= SPC file format =

File format for spectroscopic data

The SPC file format is a file format for storing spectroscopic data.

The SPC file format is a file format in which all kinds of spectroscopic data, including among others infrared spectra, Raman spectra and UV/VIS spectra. The format can be regarded as a database with records of variable length and each record stores a different kind of data (instrumental information, information on one spectrum of a dataset, the spectrum itself or extra logs). It was invented by Galactic Industries as generic file format for its programs.
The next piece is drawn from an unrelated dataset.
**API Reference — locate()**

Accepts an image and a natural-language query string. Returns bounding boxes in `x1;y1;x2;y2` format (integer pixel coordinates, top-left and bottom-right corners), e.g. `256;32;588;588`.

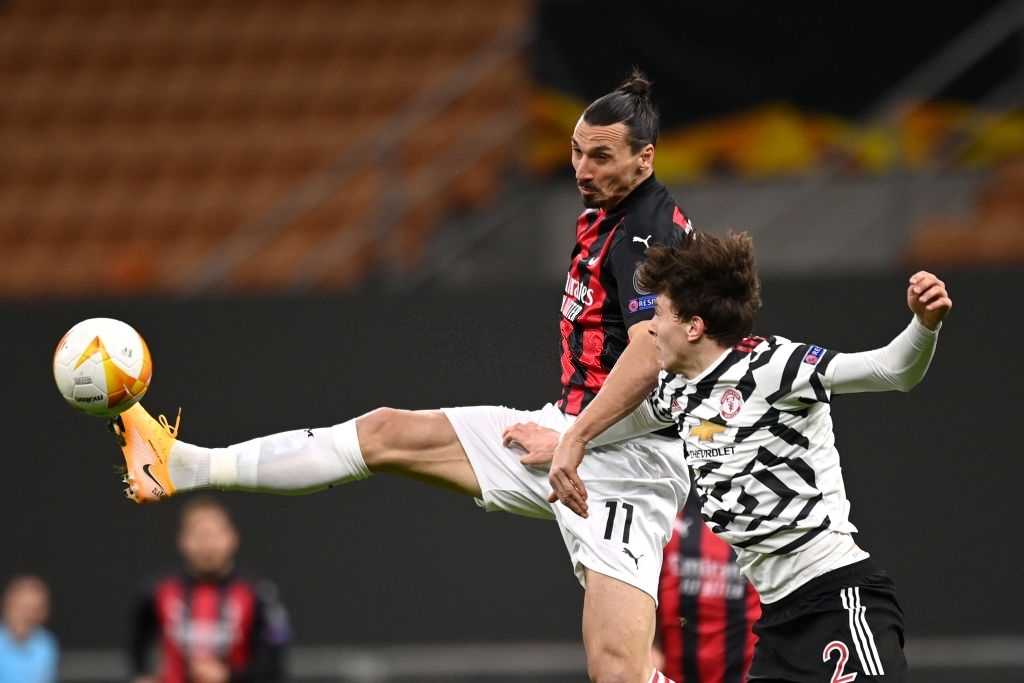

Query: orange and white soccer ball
53;317;153;417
Their original specification was implemented in 1986, but a more versatile format was created in 1996.

Galactic Industries was purchased by Thermo Fisher Scientific who now maintain and develop the GRAMS Software Suite for which the format was defined. They provide free tools and libraries to allow developers to create and maintain SPC files consistently.

This file format is not in plaintext, such as XML or CSV, but is a binary format and is therefore not readable with a standard text editor but requires a special reader or software to interpret the file data. Several tools exist:

- The Environmental Protection Agency published a free spectra reader called ShowSPC. Note: this tool likely does not work on modern computers.
- SPC2CSV is a free SPC to CSV converter by AnalyzeIQ
- The open-source project OpenSpectralWorks is a free reader
- SpectraGryph has analytic and display capabilities for reading and working with SPC files.